TANGSHAN, China -- Seven years ago, when Beijing won the privilege of hosting the 2008 Olympic Games, the Chinese capital promised to fix its environmental problems. Among the toughest measures it took was to eliminate hundreds of highly polluting factories. But most of these companies didn't shut down. They simply moved.
The village where fisherwoman Zhang Xiuping lives is now surrounded by factories. As recently as five years ago, this region about 125 miles east of Beijing was a resort, and its sea overflowed with pike, flounder and carp. Now there are few fish, and it's a rare day when Zhang, 53, can see the sun through the smoke. She can tell the direction of the winds from the color of the soot blowing by her home.
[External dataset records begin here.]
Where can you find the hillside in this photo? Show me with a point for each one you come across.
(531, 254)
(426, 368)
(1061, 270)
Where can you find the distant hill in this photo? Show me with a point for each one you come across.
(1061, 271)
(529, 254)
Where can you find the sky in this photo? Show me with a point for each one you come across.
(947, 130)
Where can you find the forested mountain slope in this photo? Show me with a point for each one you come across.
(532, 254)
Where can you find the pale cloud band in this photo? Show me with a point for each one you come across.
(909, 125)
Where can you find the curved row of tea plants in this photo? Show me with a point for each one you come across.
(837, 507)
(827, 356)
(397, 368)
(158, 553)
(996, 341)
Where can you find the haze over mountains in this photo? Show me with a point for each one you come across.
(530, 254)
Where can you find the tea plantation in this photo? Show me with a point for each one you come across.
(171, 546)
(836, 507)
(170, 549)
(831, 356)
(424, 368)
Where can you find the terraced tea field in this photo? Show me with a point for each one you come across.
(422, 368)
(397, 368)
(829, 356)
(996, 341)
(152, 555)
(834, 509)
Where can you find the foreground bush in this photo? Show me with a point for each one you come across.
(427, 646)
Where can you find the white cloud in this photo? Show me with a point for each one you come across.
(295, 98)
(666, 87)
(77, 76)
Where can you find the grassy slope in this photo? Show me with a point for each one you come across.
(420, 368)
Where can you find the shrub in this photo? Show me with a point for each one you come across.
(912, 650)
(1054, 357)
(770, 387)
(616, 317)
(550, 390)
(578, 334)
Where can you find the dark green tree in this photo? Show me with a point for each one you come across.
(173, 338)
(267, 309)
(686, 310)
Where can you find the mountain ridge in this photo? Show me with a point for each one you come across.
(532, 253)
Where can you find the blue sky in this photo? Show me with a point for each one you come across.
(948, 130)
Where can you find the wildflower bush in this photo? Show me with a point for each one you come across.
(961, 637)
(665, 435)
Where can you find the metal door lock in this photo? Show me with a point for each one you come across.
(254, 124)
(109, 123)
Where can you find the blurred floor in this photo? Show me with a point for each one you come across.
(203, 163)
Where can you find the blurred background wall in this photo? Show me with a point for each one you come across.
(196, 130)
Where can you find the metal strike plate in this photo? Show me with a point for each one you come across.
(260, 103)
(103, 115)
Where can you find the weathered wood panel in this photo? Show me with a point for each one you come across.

The gray iron deposits come from the southern steel mills, while the white powder comes from chemical factories, and black dust from coal and coking plants.
The relocation of factories out of Beijing is part of a mass migration of Chinese industry in recent years from wealthier cities, which have become environmentally conscious, to less developed ones. Critics have described the trend as "internal colonization" and questioned whether the country is truly serious about dealing with its pollution or just moving it around and hiding it.
Zhang's home province of Hebei, for decades the poorer, less sophisticated cousin of Beijing, now hosts the bulk of the companies that left the capital. Her neighbor, factory worker Ren Yuexiang, 53, lives less than a mile from a coking plant that relocated from Beijing. She said the movement of the factories highlights the inequalities in China between the poor in the countryside and the wealthy in the city. "No one cares about us," Ren said. "We are just farmers. In Beijing they are all high-class royals."